In Prague, van Aubel presented a part of her collection of dishes, which collect solar energy from their environment and store it in a pantry, which serves as a large battery. The energy generating system, which can easily become, unlike most standard solar panels, an integral part of your home, is based on a solar technology developed over years by Professor Michael Grätzel.
With growing concern, Eric Geboers has been watching desertification, which has, among others, led to extreme loses of arable land. Similarly to Marjan van Aubel, Geboers has been using the natural science facts in combination with his designer´s imagination. “The Salt Pup project is a biomimetic attempt to use the locally available resources to help solve the problem of desertification. One of the options is to pump saltwater to extremely dry areas where it gets distilled with the help of solar energy. The leftover salt can be used as a construction material and the result is waste-free and enclosed ecosystem,“ explains Geboers.
Geboers brought to Prague his salt stool, but his imagination goes far beyond this simple piece. He perceives salt as a basis of a composite construction material and draws imaginary salt cities where vapour and colonies of green plants contribute to better climate. Time will show whether his vision will go beyond the design stool and salt will be used to construct more solid structures. The issue Geboers decided to tackle is definitely one which attracts attention which will continue growing.

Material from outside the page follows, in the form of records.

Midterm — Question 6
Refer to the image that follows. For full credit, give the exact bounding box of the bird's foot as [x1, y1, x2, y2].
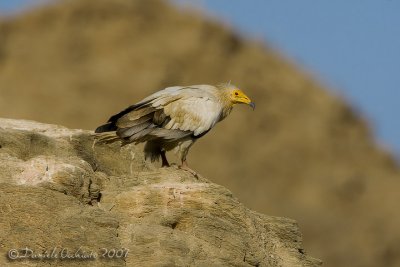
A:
[179, 161, 200, 179]
[161, 162, 170, 167]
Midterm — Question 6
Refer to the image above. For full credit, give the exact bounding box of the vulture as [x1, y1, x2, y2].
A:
[95, 83, 254, 173]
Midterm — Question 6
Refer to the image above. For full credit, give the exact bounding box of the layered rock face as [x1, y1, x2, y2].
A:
[0, 118, 321, 267]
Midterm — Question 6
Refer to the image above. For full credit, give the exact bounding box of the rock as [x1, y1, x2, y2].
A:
[0, 118, 321, 266]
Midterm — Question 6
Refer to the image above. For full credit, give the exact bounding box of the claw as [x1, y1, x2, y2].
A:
[179, 160, 199, 178]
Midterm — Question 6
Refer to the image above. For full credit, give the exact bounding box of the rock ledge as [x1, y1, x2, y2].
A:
[0, 118, 321, 266]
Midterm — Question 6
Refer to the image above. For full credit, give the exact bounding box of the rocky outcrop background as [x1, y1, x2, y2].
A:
[0, 118, 321, 266]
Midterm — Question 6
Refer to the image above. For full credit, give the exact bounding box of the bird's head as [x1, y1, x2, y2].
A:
[220, 84, 255, 110]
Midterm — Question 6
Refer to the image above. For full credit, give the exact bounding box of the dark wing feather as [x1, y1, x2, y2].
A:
[95, 99, 153, 133]
[95, 86, 218, 142]
[117, 122, 152, 138]
[116, 112, 153, 129]
[108, 99, 153, 123]
[96, 104, 191, 144]
[95, 122, 116, 133]
[148, 128, 191, 140]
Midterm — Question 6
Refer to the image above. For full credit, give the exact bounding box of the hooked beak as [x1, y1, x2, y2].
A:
[235, 91, 255, 110]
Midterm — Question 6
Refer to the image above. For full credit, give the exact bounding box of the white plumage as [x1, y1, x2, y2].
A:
[95, 84, 254, 171]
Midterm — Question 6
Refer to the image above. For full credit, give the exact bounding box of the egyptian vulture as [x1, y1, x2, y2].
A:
[95, 84, 254, 172]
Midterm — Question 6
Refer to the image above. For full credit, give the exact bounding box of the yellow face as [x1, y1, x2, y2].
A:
[230, 89, 255, 109]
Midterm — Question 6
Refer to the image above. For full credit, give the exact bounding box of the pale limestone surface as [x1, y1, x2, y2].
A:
[0, 118, 321, 266]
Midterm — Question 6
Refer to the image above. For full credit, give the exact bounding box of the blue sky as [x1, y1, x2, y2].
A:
[175, 0, 400, 156]
[1, 0, 400, 156]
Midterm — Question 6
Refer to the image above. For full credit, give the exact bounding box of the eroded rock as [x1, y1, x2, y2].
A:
[0, 118, 321, 266]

Eliška Hlavačková, a student from the Textile studio at VŠUP, changed the angle of perception of a squash and started to handle it as a raw material, not as waste. “I created a biodegradable and almost transparent foil, which can be layered to solid and durable shapes up to one centimetre thick,“ explains Hlavačková and says that this squash experimental material is as durable as poplar plywood. At the Designblok, she used the foil as a lampshade.

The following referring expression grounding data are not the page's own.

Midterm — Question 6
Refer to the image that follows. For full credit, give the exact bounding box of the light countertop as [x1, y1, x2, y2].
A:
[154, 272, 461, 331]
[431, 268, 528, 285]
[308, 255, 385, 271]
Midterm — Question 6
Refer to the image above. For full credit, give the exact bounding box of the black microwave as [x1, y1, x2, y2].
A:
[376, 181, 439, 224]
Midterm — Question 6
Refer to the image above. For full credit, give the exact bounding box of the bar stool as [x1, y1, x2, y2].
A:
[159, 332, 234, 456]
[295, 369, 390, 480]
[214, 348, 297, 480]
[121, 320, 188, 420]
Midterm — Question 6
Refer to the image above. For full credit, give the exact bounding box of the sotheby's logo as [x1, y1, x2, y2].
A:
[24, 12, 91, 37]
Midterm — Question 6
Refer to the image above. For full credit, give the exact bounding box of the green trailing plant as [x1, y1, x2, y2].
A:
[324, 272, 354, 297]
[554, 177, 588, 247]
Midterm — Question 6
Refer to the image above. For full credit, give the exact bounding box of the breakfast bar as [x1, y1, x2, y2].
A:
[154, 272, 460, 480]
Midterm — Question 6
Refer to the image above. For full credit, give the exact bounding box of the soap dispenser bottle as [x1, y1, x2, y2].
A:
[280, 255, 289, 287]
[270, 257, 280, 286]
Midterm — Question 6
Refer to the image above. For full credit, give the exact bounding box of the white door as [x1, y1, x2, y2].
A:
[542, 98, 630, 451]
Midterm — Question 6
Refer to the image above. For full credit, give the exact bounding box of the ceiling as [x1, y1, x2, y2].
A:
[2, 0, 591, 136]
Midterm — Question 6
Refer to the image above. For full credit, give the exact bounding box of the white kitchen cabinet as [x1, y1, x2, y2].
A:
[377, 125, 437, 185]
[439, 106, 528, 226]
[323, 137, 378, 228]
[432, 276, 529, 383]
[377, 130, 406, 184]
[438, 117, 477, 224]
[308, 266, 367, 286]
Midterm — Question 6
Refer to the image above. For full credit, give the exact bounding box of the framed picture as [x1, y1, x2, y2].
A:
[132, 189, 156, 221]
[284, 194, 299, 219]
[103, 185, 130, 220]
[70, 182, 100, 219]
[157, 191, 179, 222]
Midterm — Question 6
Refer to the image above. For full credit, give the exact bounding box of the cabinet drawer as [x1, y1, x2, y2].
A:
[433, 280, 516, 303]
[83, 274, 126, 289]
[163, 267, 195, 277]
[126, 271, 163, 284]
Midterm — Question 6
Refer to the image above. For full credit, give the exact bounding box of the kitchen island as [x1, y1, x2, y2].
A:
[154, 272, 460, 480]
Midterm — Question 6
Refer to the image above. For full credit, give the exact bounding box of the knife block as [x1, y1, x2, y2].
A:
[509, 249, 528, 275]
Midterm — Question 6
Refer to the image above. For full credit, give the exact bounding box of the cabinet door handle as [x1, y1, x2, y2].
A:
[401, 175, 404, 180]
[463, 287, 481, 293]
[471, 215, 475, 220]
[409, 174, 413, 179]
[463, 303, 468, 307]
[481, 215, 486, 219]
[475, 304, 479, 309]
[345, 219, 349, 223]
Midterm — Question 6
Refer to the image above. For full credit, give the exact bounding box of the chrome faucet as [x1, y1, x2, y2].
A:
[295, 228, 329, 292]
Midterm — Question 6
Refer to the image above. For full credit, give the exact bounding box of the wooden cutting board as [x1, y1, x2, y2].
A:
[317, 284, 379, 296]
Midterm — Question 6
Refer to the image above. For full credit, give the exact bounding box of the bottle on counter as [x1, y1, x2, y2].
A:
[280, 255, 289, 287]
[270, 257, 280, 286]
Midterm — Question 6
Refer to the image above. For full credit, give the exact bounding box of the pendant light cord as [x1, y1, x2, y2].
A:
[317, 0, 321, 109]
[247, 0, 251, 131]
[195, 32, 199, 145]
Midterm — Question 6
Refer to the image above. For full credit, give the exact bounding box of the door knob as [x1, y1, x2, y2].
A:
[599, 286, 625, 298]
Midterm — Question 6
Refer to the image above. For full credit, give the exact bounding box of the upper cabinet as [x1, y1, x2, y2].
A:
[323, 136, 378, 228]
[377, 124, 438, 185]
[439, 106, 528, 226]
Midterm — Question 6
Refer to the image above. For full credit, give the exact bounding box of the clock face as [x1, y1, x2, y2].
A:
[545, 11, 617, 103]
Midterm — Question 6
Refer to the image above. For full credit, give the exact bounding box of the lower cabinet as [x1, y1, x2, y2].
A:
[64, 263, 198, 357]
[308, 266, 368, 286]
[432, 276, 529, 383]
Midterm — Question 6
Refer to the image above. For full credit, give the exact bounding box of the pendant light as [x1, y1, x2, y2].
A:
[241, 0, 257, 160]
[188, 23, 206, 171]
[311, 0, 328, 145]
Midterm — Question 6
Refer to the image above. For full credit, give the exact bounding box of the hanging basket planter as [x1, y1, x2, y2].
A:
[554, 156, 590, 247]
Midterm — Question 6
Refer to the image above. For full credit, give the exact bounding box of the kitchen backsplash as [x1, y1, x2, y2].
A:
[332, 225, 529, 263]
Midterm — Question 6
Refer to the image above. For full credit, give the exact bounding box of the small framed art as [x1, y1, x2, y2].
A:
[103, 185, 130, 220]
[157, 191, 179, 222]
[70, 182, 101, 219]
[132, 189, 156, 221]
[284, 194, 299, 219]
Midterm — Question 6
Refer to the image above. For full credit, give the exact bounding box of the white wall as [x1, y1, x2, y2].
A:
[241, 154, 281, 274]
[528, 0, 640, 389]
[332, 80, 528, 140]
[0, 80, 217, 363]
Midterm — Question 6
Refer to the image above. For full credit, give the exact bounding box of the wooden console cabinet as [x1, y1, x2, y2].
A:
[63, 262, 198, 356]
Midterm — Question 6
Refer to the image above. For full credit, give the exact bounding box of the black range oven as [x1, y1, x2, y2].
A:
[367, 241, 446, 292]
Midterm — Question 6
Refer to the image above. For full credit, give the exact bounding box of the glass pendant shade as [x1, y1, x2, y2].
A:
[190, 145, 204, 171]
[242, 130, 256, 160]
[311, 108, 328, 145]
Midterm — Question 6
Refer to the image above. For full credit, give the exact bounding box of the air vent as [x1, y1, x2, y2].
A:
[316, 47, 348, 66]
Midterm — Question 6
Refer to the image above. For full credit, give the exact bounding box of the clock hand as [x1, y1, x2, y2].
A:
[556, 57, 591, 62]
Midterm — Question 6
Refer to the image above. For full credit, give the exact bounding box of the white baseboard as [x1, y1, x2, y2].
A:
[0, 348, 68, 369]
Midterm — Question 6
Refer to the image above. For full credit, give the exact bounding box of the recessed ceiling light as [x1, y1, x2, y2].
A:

Ondřej Trnka, also a VŠUP student, started his material vision project with a rope and matches in his hand. Inspired by ant paths, he created a concrete shelter to help grow greenery and moss. “I tested paths created with the help of a textile thread, which I coiled, lined up and tied to later cast it in concrete. When the concrete hardened, I set the thread in fire and to burn it out, “explains Trnka to describe the origin of paths in concrete which evoke slightly apocalyptic atmosphere. Greenery rooting and growing from the perforations make us hope for better future.